The judges were so put out they “gnashed on him with their teeth.” Then Stephen crossed the line into blasphemy:

But he, being full of the Holy Ghost, looked up steadfastly into heaven, and saw the glory of God, and Jesus standing on the right hand of God,
And said, Behold, I see the heavens opened, and the Son of man standing on the right hand of God.

Acts of the Apostles 7:51-53, 55-56.

Guess it was a capital crime to claim to perceive God with the senses. Stephen was summarily stoned to death … (which he welcomed) …

Martyrdom of St S

The Martyrdom of St. Stephen by Lorenzo Lotto, circa 1513-16. Oil on wood, 51 x 97 cm.
Accademia Carrara di Belle Arti Bergamo. On the Web Gallery of Art.

When Good King Wenceslas of the Christmas carol looked out,/on the Feast of Stephen that means it was December 26 in 10th century CE Bohemia.
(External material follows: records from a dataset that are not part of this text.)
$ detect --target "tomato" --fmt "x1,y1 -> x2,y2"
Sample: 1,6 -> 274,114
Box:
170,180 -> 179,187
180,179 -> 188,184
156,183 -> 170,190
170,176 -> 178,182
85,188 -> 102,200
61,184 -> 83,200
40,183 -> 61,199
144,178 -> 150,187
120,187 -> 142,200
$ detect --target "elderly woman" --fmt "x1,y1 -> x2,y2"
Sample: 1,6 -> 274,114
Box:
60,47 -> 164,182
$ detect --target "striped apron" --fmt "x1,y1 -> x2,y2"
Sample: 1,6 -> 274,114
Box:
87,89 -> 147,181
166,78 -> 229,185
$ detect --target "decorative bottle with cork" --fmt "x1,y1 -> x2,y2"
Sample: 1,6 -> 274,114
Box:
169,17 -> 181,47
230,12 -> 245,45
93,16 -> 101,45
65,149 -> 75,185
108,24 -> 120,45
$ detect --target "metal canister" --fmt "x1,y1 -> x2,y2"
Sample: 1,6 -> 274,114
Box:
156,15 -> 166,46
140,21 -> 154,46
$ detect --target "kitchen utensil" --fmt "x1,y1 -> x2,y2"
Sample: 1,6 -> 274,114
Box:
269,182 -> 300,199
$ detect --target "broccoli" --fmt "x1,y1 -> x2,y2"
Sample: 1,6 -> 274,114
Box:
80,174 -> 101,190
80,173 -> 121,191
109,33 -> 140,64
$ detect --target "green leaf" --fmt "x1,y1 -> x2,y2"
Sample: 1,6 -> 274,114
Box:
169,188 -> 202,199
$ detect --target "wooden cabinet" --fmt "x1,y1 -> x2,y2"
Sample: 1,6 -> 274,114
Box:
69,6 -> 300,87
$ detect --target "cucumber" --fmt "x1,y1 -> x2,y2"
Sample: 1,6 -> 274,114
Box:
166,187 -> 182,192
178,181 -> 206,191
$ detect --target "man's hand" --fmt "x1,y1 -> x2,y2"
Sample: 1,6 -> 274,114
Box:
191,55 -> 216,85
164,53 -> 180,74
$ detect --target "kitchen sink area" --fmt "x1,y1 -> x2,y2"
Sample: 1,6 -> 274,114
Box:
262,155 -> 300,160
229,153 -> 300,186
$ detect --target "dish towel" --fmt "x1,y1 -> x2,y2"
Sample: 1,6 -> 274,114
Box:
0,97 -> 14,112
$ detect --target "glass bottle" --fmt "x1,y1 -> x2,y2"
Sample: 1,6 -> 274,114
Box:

In venturing out when the snow lay all about,/ deep and crisp and even to feed a starving family, he was doing the work of the sainted martyr whose feast day it was.

Therefore, Christian men, be sure
Wealth or rank possessing,
Ye who now will bless the poor
Shall yourselves find blessing.

In churches of English Christendom, St. Stephen’s Day was also called Boxing Day because, it has been suggested, alms from Advent collection boxes were distributed to the parish poor. Oh, you thought it was about the boxes you return your not-so-wanted Christmas presents in?

One thought on “High mass Stephansdom

  1. Signatures on the first graphic: Wilder del., J. Hyrtl sculp.

    Thanks to this image posted here I was able to recognize the original print that was used as a model for one of the supraportas of a Bishop Palace in Tarnów in Poland. Thank you!